Practice Tips

by Townes Osborn Miller

Townes Osborn Miller lives in Michigan and is the Coordinator and Professor of Music at Mott Community College and is the Instructor of Flute at Saginaw Valley State University. She is proud to be a Gemeinhardt Teaching Artists. In addition, she works with the Saginaw Bay Youth Symphony Orchestra and serves as the Volunteer Coordinator for the National Flute Association Convention. Pre-pandemic, she premiered Bill Withem’s composition for Flute, Percussion and Piano, “Dragonfly” (2020) and also premiered Mooyneen Albrecht’s composition for Flute and Organ, “Psalms (set 2)” (2018). Townes also travels and performs with the International Flute Orchestra and the Metropolitan Flute Orchestra.

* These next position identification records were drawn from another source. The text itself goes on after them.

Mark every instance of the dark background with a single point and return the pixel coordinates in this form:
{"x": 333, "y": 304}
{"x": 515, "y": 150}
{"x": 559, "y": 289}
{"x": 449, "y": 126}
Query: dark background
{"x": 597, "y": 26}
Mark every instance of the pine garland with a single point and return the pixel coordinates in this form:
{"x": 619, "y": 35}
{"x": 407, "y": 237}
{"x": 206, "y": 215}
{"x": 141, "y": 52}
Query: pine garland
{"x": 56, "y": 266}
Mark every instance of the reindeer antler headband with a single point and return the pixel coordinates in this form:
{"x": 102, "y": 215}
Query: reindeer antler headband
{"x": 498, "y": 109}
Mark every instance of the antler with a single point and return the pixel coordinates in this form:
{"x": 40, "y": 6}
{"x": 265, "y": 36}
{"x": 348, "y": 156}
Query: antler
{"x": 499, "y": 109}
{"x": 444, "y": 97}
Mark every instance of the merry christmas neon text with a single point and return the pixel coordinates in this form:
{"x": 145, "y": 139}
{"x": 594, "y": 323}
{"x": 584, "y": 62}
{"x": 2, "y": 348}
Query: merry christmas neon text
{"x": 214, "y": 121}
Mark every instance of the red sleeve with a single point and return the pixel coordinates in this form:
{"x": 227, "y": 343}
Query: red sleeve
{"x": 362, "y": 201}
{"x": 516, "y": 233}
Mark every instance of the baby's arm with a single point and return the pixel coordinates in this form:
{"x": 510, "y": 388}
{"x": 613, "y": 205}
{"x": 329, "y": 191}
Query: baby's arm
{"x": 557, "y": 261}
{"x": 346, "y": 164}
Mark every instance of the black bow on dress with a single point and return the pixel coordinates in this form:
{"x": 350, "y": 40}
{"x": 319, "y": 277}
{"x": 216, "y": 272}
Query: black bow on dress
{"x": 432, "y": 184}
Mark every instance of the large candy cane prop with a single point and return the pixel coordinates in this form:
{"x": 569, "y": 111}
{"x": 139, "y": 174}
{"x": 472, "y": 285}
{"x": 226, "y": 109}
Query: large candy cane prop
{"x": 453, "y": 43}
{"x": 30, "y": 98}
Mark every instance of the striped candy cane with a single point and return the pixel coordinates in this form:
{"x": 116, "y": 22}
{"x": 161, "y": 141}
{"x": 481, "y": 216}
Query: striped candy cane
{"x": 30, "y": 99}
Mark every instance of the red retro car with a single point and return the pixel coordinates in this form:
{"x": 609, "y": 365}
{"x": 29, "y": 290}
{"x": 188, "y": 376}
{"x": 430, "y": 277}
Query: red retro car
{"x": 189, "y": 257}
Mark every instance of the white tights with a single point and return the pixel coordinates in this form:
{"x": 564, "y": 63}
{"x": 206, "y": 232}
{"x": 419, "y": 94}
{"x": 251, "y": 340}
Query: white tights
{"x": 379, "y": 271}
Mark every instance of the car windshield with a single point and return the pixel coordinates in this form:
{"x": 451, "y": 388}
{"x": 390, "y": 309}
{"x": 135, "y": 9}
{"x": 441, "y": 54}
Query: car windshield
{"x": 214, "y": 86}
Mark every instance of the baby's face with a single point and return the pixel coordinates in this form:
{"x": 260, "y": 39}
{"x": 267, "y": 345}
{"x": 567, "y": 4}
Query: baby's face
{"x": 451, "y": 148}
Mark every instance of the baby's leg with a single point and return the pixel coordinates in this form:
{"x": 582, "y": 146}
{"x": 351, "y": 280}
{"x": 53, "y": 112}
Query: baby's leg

I’m stressed. How about you? This year has been anything but normal. From quarantine to mask wearing, to all rehearsals and concerts being canceled, sometimes more than once, it’s been stressful. 

Some musicians have flourished during this pandemic, most have not. In recent conversations, many of my students (ranging from junior high/high school to college to adult amateur) have struggled with lack of focus and direction. Instead of using this time to get ahead, many have just stopped or have barely touched their instruments. 

That’s okay. Don’t spend or waste time by beating yourself up. But do recognize that getting back into a practice routine is akin to working out. The biggest mistake we make as musicians is thinking we can just pick up where we left off. Not so much. Here is an analogy I like to use with my students. 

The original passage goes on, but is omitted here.